2. Asset Sale vs. Stock Sale
The entitlement to separation pay differs fundamentally based on how the business was transferred.
The Stock Sale (Share Transfer)
In a stock sale, the corporation’s equity changes hands, but the legal personality of the corporation remains the same.
- Status: There is no "new" employer in the eyes of the law; the corporation simply has new owners.
- Entitlement: Because the employer-employee relationship is uninterrupted, employees are not entitled to separation pay. Their seniority and benefits continue seamlessly.
The Asset Sale
In an asset sale, the new company buys the physical assets, goodwill, or business units of the old company.
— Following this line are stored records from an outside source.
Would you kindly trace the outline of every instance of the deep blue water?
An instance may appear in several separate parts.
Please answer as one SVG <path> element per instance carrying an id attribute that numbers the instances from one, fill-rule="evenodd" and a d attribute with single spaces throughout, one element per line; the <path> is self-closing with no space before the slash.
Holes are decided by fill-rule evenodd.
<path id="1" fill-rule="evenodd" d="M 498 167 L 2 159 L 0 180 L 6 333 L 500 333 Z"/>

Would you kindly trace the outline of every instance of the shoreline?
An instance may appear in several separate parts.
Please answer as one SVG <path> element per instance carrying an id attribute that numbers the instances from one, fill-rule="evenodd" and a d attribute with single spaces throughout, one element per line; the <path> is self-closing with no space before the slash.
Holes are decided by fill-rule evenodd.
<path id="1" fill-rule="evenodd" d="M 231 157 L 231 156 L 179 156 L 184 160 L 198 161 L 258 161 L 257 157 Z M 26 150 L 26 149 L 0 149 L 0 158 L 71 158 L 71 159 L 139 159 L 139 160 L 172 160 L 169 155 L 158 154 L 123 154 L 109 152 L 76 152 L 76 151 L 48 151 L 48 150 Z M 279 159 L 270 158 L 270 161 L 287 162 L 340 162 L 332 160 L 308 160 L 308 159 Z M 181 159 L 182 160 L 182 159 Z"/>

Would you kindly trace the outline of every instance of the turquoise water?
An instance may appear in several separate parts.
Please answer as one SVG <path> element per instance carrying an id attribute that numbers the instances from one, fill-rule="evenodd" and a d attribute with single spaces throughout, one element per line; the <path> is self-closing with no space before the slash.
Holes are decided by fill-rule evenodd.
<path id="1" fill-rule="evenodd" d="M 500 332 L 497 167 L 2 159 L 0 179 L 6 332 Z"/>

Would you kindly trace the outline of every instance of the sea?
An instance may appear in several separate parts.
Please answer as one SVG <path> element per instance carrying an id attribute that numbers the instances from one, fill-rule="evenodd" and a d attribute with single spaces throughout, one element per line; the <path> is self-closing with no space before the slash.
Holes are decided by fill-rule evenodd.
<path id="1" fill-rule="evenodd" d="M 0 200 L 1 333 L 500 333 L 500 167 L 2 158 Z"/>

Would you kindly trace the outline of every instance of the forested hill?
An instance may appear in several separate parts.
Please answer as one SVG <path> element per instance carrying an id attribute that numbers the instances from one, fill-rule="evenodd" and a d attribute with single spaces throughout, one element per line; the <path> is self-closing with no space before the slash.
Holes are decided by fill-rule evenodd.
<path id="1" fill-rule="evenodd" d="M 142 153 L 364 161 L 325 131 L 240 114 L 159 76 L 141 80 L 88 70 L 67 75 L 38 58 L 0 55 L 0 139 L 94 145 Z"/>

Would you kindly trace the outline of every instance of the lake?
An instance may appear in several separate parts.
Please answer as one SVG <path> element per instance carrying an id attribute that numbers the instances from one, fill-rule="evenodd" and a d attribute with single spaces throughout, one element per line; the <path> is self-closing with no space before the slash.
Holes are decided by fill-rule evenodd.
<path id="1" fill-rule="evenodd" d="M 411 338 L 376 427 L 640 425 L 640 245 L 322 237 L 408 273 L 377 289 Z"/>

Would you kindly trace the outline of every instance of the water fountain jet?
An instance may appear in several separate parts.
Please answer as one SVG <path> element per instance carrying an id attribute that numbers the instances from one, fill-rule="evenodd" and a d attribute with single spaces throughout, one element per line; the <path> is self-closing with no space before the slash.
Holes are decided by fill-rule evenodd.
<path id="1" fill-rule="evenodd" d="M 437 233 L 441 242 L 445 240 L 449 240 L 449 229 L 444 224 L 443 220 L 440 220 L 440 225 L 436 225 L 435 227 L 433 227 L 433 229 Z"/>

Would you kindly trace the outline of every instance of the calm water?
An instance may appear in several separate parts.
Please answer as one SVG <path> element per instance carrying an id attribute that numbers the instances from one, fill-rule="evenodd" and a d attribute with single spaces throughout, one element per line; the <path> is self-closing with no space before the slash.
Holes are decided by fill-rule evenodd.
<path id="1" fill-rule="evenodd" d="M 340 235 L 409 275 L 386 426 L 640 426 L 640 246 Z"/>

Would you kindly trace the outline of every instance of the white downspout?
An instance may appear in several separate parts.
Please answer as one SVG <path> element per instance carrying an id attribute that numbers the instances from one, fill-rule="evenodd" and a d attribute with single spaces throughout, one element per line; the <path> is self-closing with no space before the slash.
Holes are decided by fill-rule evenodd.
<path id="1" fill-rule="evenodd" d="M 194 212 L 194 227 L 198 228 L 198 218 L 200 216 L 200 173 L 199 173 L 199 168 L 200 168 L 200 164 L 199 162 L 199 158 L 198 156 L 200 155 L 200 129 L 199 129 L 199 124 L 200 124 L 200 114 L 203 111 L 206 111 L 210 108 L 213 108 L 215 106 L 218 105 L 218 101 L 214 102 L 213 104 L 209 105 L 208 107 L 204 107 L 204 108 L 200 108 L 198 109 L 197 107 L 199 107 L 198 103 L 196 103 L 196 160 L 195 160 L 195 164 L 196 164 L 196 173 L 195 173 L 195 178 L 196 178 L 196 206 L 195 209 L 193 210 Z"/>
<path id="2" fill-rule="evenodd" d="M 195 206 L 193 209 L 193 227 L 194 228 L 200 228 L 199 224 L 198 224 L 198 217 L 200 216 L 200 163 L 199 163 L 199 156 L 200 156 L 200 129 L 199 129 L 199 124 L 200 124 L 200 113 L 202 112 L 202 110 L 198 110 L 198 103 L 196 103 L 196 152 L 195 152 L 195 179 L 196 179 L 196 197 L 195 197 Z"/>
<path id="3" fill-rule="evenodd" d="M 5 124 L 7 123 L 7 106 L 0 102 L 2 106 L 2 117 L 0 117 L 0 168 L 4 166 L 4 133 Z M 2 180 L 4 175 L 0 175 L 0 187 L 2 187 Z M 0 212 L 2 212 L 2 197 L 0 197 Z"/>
- Status: The old employer ceases to be the employer.
- Entitlement: This is generally treated as a closure of business. The old employer is liable for separation pay unless a specific "Successor-Employer" agreement is reached.
3. The Three Scenarios of Absorption
When an employee is "absorbed" during an asset sale or merger, the legal outcome typically falls into one of three categories:
| Scenario | Description | Separation Pay Status |
|---|---|---|
| The "Clean Break" | The old employer terminates the employees and pays their separation pay. The new employer hires them as new employees. | Entitled. Paid by the old employer. Seniority resets to zero at the new company. |
| The Seamless Transfer | The new employer agrees to "absorb" the employees and credits their years of service from the old company. | Not Entitled (at the moment). The obligation is deferred. The new employer assumes the liability for future separation. |
| The Option to Retire | The collective bargaining agreement (CBA) or company policy allows employees to "opt-out" of absorption and take a redundancy package instead. | Entitled. Based on the specific terms of the company policy or CBA. |
4. The "Successor-Employer" Doctrine
In the Philippines, there is no law that requires a purchaser of a business to absorb the employees of the seller. The Supreme Court has consistently ruled that a corporation is a distinct legal entity.
"An innocent transferee (a buyer in good faith) has no legal duty to absorb the transferor's employees. However, if they choose to do so, they may do so under their own terms and conditions, unless they voluntarily assume the previous employer's obligations."
If the new employer does not assume the liability for previous years of service, the old employer must pay separation pay. Failure to do so constitutes a violation of the Labor Code.
5. Computation of Separation Pay
If entitlement is established due to closure (not due to serious business losses) or redundancy, the pay is calculated as follows:
- Closure/Retrenchment: At least one-half (1/2) month pay for every year of service.
- Redundancy: At least one (1) month pay for every year of service.
- Fractional Year: A fraction of at least six (6) months is considered as one (1) whole year.
$$\text{Separation Pay} = (\text{Monthly Salary}) \times (\text{Years of Service})$$
(Note: Use 1/2 month or 1 month multiplier depending on the specific authorized cause.)
6. Key Jurisprudence and Nuances
- Good Faith Requirement: For the old employer to be liable only for the minimum statutory separation pay, the transfer must be in good faith. If the "transfer" is a sham intended to dodge labor unions or lower wages (piercing the corporate veil), the court may rule that no transition occurred and demand full reinstatement and backwages.
- No "Double Recovery": An employee cannot demand separation pay from the old employer while simultaneously demanding that the new employer credit their previous years of service for retirement purposes. It is generally one or the other.
- Voluntary Resignation: If an employee resigns from the old company to join the new company before the formal transfer/closure is declared, they may forfeit their right to separation pay unless the resignation was coerced (constructive dismissal).
Summary Checklist
- Check the Contract of Sale: Did the new company buy the shares or the assets?
- Review the Appointment Letter: Does the new contract state that your "years of service are credited" or that you are a "new hire"?
- Identify the Cause: Is the old company closing down or just changing its name?
- Examine the CBA: Does the Union have an agreement regarding "Successor Clauses"?